ValueError: You have to specify either decoder_input_ids or decoder_inputs_embeds

        Call arguments received by layer 'decoder' (type TFBlenderbotDecoder):
          • input_ids=None
          • inputs_embeds=None
          • attention_mask=None
          • position_ids=None
          • encoder_hidden_states=tf.Tensor(shape=(None, None, 1280), dtype=float32)
          • encoder_attention_mask=tf.Tensor(shape=(None, None), dtype=int32)
          • head_mask=None
          • cross_attn_head_mask=None
          • past_key_values=None
          • use_cache=True
          • output_attentions=False
          • output_hidden_states=False
          • return_dict=True
          • training=True
    
    
    Call arguments received by layer 'model' (type TFBlenderbotMainLayer):
      • input_ids=tf.Tensor(shape=(None, None), dtype=int32)
      • attention_mask=tf.Tensor(shape=(None, None), dtype=int32)
      • decoder_input_ids=None
      • decoder_attention_mask=None
      • decoder_position_ids=None
      • head_mask=None
      • decoder_head_mask=None
      • cross_attn_head_mask=None
      • encoder_outputs=None
      • past_key_values=None
      • inputs_embeds=None
      • decoder_inputs_embeds=None
      • use_cache=True
      • output_attentions=False
      • output_hidden_states=False
      • return_dict=True
      • training=True
      • kwargs=<class 'inspect._empty'>


Call arguments received by layer 'tf_blenderbot_for_conditional_generation' (type TFBlenderbotForConditionalGeneration):
  • input_ids={'input_ids': 'tf.Tensor(shape=(None, None), dtype=int64)', 'attention_mask': 'tf.Tensor(shape=(None, None), dtype=int64)'}
  • attention_mask=None
  • decoder_input_ids=None
  • decoder_attention_mask=None
  • decoder_position_ids=None
  • head_mask=None
  • decoder_head_mask=None
  • cross_attn_head_mask=None
  • encoder_outputs=None
  • past_key_values=None
  • inputs_embeds=None
  • decoder_inputs_embeds=None
  • use_cache=None
  • output_attentions=None
  • output_hidden_states=None
  • return_dict=None
  • labels=None
  • training=True

See @Rocketknight1 's response in this thread.

Pass in the labels to your to_tf_dataset call

columns=["attention_mask", "input_ids", "labels"],

Also consider using the model.prepare_tf_dataset method which is supposed to shape the dataset appropriately - but I have not tried that out.

Also

1 Like

I did this and It removed the error but got the following error → ValueError: Unable to create tensor, you should probably activate truncation and/or padding with ‘padding=True’ ‘truncation=True’ to have batched tensors with the same length.

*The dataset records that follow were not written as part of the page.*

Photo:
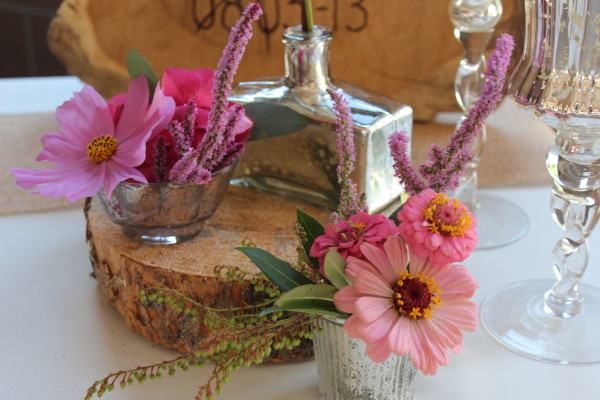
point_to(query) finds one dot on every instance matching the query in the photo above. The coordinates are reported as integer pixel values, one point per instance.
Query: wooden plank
(124, 267)
(404, 48)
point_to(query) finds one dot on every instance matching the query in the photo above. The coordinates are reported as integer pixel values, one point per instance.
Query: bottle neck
(307, 57)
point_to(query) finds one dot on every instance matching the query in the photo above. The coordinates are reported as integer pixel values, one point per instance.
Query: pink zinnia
(438, 227)
(93, 150)
(348, 236)
(186, 86)
(419, 309)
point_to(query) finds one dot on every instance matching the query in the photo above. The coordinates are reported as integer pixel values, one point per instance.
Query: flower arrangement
(391, 279)
(175, 131)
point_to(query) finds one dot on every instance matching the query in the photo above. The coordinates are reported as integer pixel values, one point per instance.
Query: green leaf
(138, 65)
(335, 267)
(269, 310)
(394, 215)
(271, 119)
(318, 311)
(313, 230)
(280, 272)
(309, 299)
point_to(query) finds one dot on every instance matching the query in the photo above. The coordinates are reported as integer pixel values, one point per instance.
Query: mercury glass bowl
(165, 213)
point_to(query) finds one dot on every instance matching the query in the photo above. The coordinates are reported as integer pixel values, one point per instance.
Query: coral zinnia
(95, 149)
(191, 91)
(418, 309)
(348, 236)
(438, 227)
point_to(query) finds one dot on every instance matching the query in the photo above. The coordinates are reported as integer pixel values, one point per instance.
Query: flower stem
(307, 21)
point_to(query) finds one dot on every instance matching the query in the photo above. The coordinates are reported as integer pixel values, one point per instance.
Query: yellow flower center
(416, 295)
(353, 232)
(102, 148)
(447, 216)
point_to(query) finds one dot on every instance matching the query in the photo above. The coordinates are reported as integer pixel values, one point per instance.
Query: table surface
(59, 333)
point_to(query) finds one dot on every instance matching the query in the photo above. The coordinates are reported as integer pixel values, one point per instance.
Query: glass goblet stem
(574, 164)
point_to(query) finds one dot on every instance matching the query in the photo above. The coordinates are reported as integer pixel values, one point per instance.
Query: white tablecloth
(58, 333)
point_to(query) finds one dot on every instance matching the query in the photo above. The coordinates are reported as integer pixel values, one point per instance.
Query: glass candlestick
(499, 222)
(557, 82)
(303, 164)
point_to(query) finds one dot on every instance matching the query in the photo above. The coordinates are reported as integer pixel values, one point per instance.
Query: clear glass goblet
(557, 81)
(500, 222)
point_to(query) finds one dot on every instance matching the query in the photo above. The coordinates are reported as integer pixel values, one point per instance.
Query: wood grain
(124, 267)
(404, 49)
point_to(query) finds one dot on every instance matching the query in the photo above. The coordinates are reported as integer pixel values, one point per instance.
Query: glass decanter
(500, 222)
(557, 81)
(303, 164)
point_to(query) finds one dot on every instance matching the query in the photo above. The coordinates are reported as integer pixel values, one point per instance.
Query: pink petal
(369, 309)
(371, 284)
(85, 117)
(379, 328)
(354, 266)
(74, 181)
(379, 260)
(345, 298)
(397, 253)
(399, 338)
(185, 85)
(59, 149)
(378, 351)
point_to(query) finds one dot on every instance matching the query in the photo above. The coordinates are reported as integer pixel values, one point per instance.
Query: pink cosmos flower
(438, 227)
(188, 88)
(419, 309)
(348, 236)
(96, 148)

Perhaps your features (decoder_input_ids in this case) have excessive nesting (inputs type list where type int is expected).
Although padding=True

{‘input_ids’: [[3274, 312, 1610, 473, 107, 40, 4472, 3568, 671, 353, 418, 82, 305, 295, 440, 362, 2854, 515, 90, 286, 1817, 84, 2022, 1661, 265, 588, 2038, 1345, 480

update your preprocessor method to pad the tokens.

tokenizer(examples["Input"], padding="max_length".... or set it to longest.